経団連意見/1月8日

規制緩和を中心とする通信行政の抜本的な見直しを求める


政府では、NTTのあり方について本年度中に結論を得ることとしており、現在、郵政大臣の諮問機関である電気通信審議会において来月の答申に向けて具体的な審議が行われている。
先般、経団連では、このNTTのあり方を含む今後の情報通信市場のあり方に関する見解を取りまとめ、関係各方面に提言した。以下はその概要である。

  1. 問題意識と基本的考え方
  2. 国内通信市場の現状と課題(略)
  3. グローバル競争の現状と課題(略)
  4. 高度情報通信ネットワーク社会に向けた現状と課題(略)
  5. 今後の情報通信市場のあり方−競争の枠組み
    1. 公正有効競争条件の整備
      1. 政府措置の内容の見直しと法定・ルール化
        【法定・ルール化すべき事項】
        1. 事業部制の徹底と内部相互補助の防止
        2. 情報流用の防止
      2. 相互接続の法定・ルール化等
        【法定・ルール化すべき事項】
        接続の義務づけ、接続に要する期間、接続に必要な機能および機能毎のコストのアンバンドリング等。
        その際、標準的インタフェースの提示とその準備コストのNTTによる負担、NTTのコスト情報の開示の義務づけ、増分コストに基づく事業者間接続料金の設定が必要。
      3. NTTに対する非対称規制とプライスキャップ制の導入

    2. 地域通信市場における競争の促進
      1. 競争促進のための措置
        【ネットワーク・インフラの競争を促進 するための措置】
        1. 電柱・管路・電力鉄塔等の開放、道路・河川占用規制の緩和
        2. 新たな周波数の開発
        【サービスの競争を促進するための措置】
        相互接続に関わる上記の措置、番号桁数の同一化、番号ポータビリティの確保等
      2. 加入者回線のオープン化の徹底
      3. ユニバーサル・サービスのコスト負担のあり方を検討することが必要。

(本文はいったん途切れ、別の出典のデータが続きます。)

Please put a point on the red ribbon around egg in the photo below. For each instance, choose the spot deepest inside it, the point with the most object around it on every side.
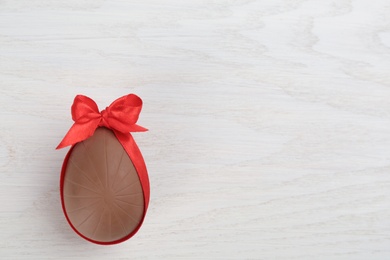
(120, 117)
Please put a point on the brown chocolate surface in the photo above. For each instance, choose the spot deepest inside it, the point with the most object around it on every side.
(102, 193)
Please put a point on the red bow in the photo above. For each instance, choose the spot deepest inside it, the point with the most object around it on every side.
(120, 116)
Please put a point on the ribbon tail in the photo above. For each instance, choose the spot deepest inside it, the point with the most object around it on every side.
(79, 132)
(131, 148)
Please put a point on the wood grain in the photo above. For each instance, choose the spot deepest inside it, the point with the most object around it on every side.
(269, 124)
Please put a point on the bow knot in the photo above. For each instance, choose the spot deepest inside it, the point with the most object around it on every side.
(121, 116)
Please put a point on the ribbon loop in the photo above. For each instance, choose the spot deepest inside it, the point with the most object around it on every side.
(120, 116)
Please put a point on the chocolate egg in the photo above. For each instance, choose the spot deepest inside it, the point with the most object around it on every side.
(101, 192)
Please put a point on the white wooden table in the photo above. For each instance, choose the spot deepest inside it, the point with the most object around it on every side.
(269, 124)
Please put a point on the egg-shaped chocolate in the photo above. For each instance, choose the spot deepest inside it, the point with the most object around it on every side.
(101, 191)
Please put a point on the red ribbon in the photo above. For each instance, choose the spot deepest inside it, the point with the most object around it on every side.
(121, 117)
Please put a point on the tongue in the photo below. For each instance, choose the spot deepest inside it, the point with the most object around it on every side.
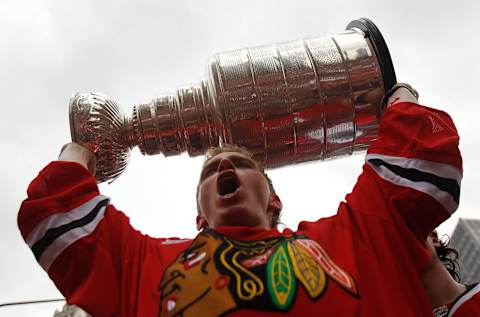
(227, 186)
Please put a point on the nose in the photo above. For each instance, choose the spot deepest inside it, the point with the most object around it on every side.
(225, 164)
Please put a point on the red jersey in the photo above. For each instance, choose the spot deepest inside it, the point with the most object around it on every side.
(364, 261)
(466, 305)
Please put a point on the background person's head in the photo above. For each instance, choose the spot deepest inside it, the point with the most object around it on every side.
(234, 190)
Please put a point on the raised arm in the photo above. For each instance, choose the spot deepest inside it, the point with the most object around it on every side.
(76, 236)
(414, 168)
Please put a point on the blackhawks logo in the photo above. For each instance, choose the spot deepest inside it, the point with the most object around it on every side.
(217, 274)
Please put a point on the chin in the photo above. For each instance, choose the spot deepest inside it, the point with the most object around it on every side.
(237, 216)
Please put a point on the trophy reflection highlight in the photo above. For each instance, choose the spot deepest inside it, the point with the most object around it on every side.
(287, 103)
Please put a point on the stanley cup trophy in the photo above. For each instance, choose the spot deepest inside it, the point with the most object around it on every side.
(291, 102)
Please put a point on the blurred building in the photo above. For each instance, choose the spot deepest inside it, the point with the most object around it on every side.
(466, 239)
(71, 311)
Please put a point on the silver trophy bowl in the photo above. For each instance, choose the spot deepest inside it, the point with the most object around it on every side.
(304, 100)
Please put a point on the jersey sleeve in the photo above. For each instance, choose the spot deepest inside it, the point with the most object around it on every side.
(413, 170)
(77, 237)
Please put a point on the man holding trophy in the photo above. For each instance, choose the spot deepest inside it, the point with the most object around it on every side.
(293, 102)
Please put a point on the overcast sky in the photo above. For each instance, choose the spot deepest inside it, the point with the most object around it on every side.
(134, 50)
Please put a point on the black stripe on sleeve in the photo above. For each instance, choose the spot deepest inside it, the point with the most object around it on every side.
(39, 247)
(446, 184)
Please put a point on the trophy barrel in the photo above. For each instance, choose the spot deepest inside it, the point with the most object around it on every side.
(97, 122)
(304, 100)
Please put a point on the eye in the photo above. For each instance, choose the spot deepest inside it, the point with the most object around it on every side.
(209, 170)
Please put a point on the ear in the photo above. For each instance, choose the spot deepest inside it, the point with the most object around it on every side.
(274, 203)
(201, 223)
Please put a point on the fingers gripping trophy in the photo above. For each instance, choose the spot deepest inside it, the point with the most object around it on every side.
(304, 100)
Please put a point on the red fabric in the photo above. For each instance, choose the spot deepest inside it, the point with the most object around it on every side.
(470, 307)
(377, 238)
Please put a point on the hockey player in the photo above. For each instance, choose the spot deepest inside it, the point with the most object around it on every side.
(364, 261)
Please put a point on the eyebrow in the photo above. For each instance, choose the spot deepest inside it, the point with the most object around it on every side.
(235, 159)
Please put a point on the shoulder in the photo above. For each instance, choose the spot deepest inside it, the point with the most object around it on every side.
(467, 304)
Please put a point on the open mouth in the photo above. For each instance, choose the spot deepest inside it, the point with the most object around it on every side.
(227, 183)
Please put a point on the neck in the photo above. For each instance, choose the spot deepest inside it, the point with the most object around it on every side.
(439, 285)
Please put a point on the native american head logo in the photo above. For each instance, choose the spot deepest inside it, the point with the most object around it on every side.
(217, 274)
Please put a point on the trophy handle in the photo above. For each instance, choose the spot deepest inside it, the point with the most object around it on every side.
(97, 122)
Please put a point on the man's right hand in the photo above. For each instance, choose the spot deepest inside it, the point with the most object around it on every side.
(74, 152)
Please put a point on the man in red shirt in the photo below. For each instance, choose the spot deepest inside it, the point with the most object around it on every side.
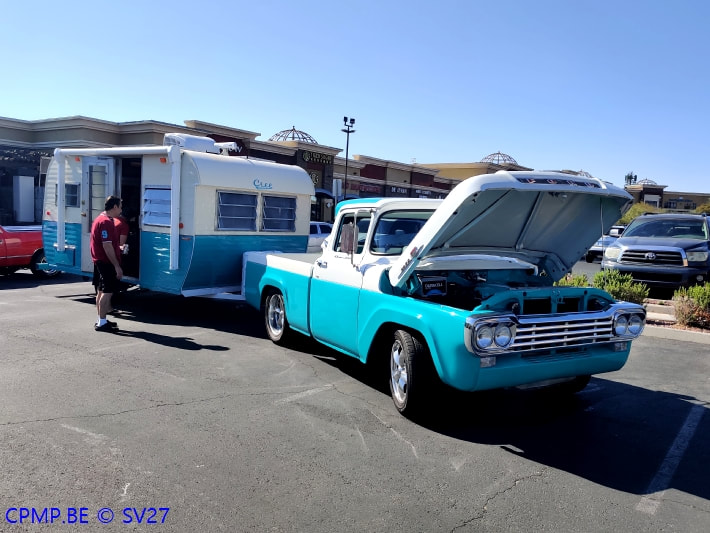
(105, 253)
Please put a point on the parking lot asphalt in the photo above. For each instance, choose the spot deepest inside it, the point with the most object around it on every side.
(190, 408)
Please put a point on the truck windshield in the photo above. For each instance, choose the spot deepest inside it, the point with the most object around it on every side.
(396, 229)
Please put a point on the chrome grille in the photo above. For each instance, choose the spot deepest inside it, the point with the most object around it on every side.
(651, 257)
(546, 332)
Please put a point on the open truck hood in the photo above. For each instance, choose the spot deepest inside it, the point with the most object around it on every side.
(548, 219)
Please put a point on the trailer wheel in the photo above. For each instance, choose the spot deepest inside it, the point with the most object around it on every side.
(408, 372)
(277, 328)
(38, 258)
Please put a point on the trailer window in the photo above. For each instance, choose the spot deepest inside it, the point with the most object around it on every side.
(236, 211)
(156, 206)
(71, 194)
(279, 214)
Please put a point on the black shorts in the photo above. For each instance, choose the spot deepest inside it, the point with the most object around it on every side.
(105, 277)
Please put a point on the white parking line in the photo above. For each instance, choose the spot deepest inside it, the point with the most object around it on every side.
(303, 394)
(657, 488)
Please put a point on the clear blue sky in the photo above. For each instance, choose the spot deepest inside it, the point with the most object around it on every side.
(605, 86)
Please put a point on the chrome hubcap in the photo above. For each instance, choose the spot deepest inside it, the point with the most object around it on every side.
(398, 372)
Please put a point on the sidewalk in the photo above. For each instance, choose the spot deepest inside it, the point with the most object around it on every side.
(660, 320)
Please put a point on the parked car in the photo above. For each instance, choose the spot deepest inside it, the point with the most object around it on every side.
(663, 250)
(21, 247)
(616, 231)
(319, 231)
(596, 252)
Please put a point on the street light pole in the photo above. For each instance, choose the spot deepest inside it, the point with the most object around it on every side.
(348, 129)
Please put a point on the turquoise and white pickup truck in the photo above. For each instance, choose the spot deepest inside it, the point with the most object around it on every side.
(460, 290)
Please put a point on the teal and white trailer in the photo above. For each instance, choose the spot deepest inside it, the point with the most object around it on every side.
(193, 211)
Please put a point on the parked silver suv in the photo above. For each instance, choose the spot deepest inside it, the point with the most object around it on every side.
(663, 250)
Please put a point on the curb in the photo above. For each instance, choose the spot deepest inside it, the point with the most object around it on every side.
(676, 334)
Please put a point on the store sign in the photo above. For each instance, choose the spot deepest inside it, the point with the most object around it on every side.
(315, 157)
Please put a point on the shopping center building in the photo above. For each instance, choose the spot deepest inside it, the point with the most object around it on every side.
(27, 146)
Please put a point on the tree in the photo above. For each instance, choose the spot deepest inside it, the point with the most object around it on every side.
(636, 210)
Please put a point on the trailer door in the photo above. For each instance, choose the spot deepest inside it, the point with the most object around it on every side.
(98, 182)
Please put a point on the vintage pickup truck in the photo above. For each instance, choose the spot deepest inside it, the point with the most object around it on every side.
(21, 247)
(460, 290)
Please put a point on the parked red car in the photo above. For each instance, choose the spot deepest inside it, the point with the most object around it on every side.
(21, 247)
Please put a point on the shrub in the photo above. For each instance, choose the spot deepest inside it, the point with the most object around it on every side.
(692, 306)
(620, 286)
(636, 210)
(576, 280)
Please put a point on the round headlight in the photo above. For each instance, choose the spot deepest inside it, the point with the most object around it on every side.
(503, 335)
(697, 256)
(612, 252)
(635, 325)
(620, 325)
(484, 337)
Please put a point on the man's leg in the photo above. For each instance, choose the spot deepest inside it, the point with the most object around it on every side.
(104, 304)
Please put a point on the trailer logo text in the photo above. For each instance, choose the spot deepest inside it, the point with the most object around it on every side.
(262, 185)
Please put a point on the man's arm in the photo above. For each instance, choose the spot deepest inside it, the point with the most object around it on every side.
(111, 254)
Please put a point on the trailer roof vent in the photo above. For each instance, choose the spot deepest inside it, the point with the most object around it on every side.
(191, 142)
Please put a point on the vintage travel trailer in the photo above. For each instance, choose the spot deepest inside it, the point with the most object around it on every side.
(192, 209)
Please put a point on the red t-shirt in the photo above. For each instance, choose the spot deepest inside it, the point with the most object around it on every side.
(103, 230)
(121, 225)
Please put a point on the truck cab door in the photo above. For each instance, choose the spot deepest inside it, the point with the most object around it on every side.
(336, 284)
(98, 182)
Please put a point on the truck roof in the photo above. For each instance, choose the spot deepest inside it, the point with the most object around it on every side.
(377, 203)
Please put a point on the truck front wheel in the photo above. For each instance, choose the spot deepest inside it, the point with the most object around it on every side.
(277, 328)
(408, 372)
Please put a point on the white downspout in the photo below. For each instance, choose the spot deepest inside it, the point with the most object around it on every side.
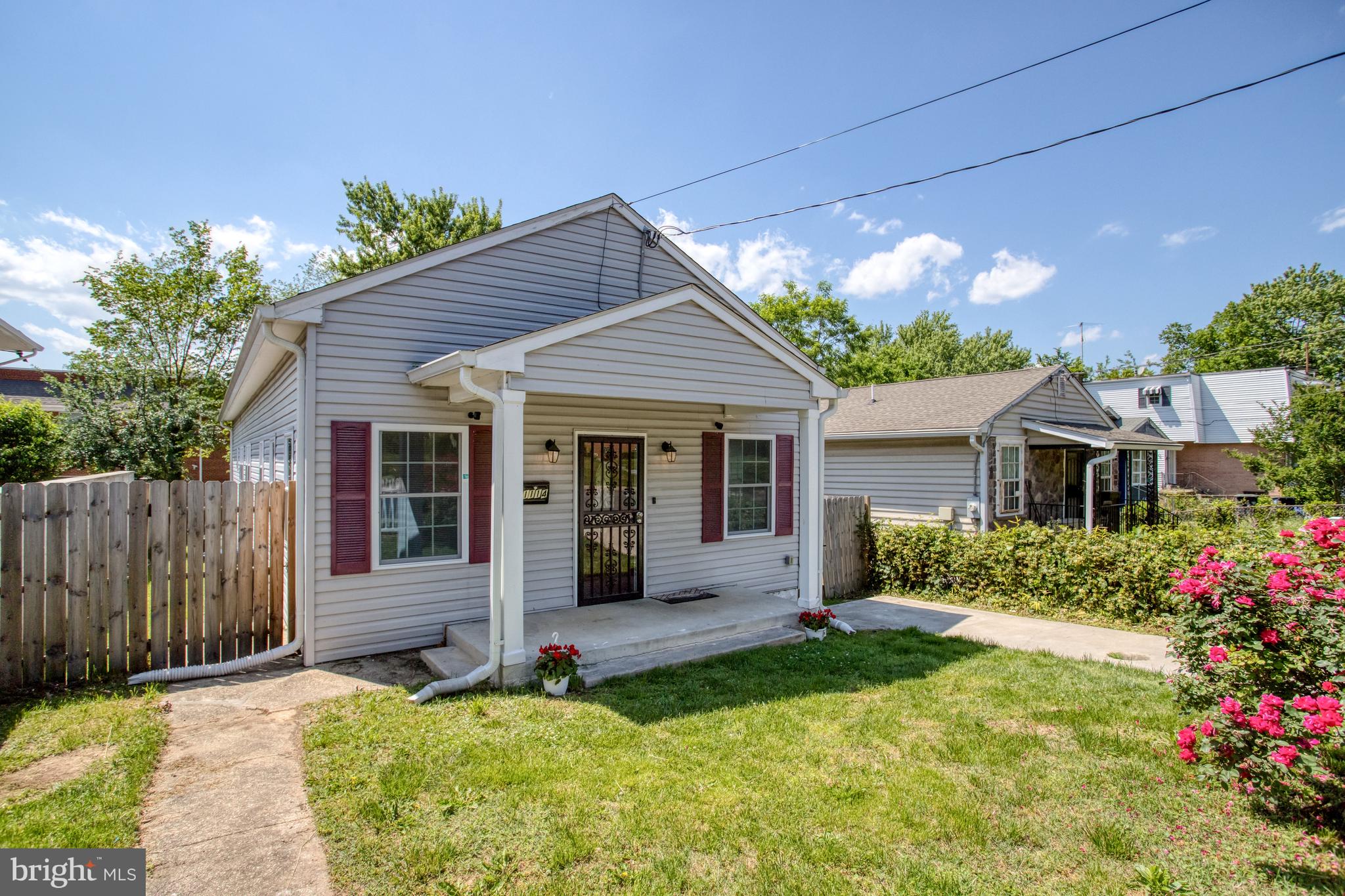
(1088, 480)
(296, 643)
(496, 599)
(982, 475)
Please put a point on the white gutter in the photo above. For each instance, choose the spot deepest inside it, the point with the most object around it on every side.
(1088, 481)
(496, 599)
(296, 643)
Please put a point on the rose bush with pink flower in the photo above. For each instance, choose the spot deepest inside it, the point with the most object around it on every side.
(1262, 652)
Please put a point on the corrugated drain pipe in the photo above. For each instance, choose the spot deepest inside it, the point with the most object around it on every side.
(496, 601)
(242, 664)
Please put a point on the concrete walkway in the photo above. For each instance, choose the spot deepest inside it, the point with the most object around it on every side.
(227, 811)
(1005, 630)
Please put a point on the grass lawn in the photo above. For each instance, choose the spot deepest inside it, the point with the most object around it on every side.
(109, 738)
(884, 762)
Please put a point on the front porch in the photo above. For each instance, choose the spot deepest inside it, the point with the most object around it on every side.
(632, 636)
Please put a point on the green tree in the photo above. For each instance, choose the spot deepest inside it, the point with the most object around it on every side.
(1061, 356)
(818, 323)
(1296, 320)
(32, 448)
(1304, 446)
(386, 228)
(148, 390)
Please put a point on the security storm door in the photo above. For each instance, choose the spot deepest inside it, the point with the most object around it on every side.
(611, 517)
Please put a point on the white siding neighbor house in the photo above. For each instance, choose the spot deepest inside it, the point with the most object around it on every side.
(560, 414)
(984, 450)
(1208, 414)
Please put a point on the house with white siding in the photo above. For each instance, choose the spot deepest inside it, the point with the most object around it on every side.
(565, 413)
(990, 449)
(1208, 414)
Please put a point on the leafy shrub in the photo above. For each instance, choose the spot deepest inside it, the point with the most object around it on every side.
(1030, 568)
(32, 446)
(1264, 662)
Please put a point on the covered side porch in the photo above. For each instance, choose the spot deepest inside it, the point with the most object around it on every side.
(1086, 476)
(654, 452)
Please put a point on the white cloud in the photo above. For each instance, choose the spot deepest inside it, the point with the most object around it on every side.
(1012, 277)
(1189, 236)
(1091, 335)
(256, 234)
(55, 339)
(1334, 219)
(900, 268)
(300, 249)
(875, 226)
(758, 265)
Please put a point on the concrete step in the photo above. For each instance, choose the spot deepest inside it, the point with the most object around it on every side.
(449, 662)
(628, 666)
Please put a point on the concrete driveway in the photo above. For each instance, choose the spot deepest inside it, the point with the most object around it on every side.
(1021, 633)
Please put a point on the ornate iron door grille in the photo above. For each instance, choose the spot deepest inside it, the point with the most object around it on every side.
(611, 536)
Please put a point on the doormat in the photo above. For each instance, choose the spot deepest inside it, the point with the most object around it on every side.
(684, 595)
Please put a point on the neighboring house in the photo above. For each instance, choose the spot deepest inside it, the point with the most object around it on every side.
(563, 413)
(978, 452)
(15, 340)
(1208, 414)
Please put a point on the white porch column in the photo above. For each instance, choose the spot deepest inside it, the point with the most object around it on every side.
(508, 551)
(810, 509)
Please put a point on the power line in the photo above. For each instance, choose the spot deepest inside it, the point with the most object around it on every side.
(921, 105)
(678, 232)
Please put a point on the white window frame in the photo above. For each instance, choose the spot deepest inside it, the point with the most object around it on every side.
(376, 500)
(770, 513)
(1000, 479)
(1106, 473)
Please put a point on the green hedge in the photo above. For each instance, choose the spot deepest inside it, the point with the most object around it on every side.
(1052, 571)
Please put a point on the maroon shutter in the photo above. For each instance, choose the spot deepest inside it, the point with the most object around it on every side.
(351, 511)
(479, 495)
(785, 485)
(712, 486)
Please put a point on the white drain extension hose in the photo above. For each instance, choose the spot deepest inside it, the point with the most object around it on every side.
(496, 598)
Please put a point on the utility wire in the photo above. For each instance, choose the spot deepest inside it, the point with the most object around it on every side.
(921, 105)
(678, 232)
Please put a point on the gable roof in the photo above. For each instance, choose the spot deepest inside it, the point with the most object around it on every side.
(15, 340)
(509, 355)
(946, 406)
(290, 316)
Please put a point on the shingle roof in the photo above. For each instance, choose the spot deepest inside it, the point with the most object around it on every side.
(947, 403)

    3. 規制の見直し、ルール策定・監視機能の強化
      1. 電気通信事業法等の見直し
        市場区分の撤廃、需給調整条項の撤廃、役務種類の変更許可制の届出制への緩和、業務委託認可制の弾力的運用・受託者範囲の拡大、料金・約款認可制の届出制への緩和・プライスキャップ制の導入、相互接続の法定・ルール化、外資規制の緩和に向けた見直し、事業者区分の見直し
      2. NTT法の見直し(競争の進展に伴い将来は廃止)
        取締役・監査役選任等決議認可制の撤廃、事業計画認可制の撤廃、外資規制の見直し、アプリケーションの開発・コンテンツ分野への進出にかかわる公正競争条件の明確化
      3. KDD法の廃止
      4. ルール策定・監視機能の強化等
        行政組織の肥大化につながらぬよう配意しつつ、独立した透明性のある機関を設置することも十分検討に値。

    4. 研究開発のあり方
    5. 研究開発のあり方は情報通信産業の国際競争力に重要な影響あり。
      1. 主要通信事業者による研究開発開始当初から国内外の通信事業者・通信機器メーカー等との連携促進が必要。
      2. 新たなアプリケーション開発に向け独創的なベンチャー企業支援の仕組みの充実が必要。ネットワーク・インフラの高度化に向け通信事業者による先行投資が肝要。
      3. 基礎研究については国公立研究機関・大学が主要な役割を担うことができるような環境整備が重要。実用化研究については事業に直結した形で行われることが不可欠。

  6. おわりに
    1. 規制緩和を中心とする通信行政の抜本的な見直しが必要であるというのが結論。

    2. なお、上記見直しに加えて、NTTに対するいわゆる構造的措置が必要との意見もあり。
      そこで、上記見直しに加えて、さらにNTTに対して構造的措置を講じる必要性の有無について検討した結果、構造的措置が問題解決の一つの手段として有効であるという意見と、構造的措置は不要であり、かえって弊害が多いとする意見あり。

    3. いずれにしても、規制緩和を中心とする通信行政の抜本的な見直しを可及的速やかに、かつ確実に実行することが緊要。その際、実行を担保するために、それら一連の措置の実行スケジュールを明確にするとともに、進捗状況を定期的に公表することが必要。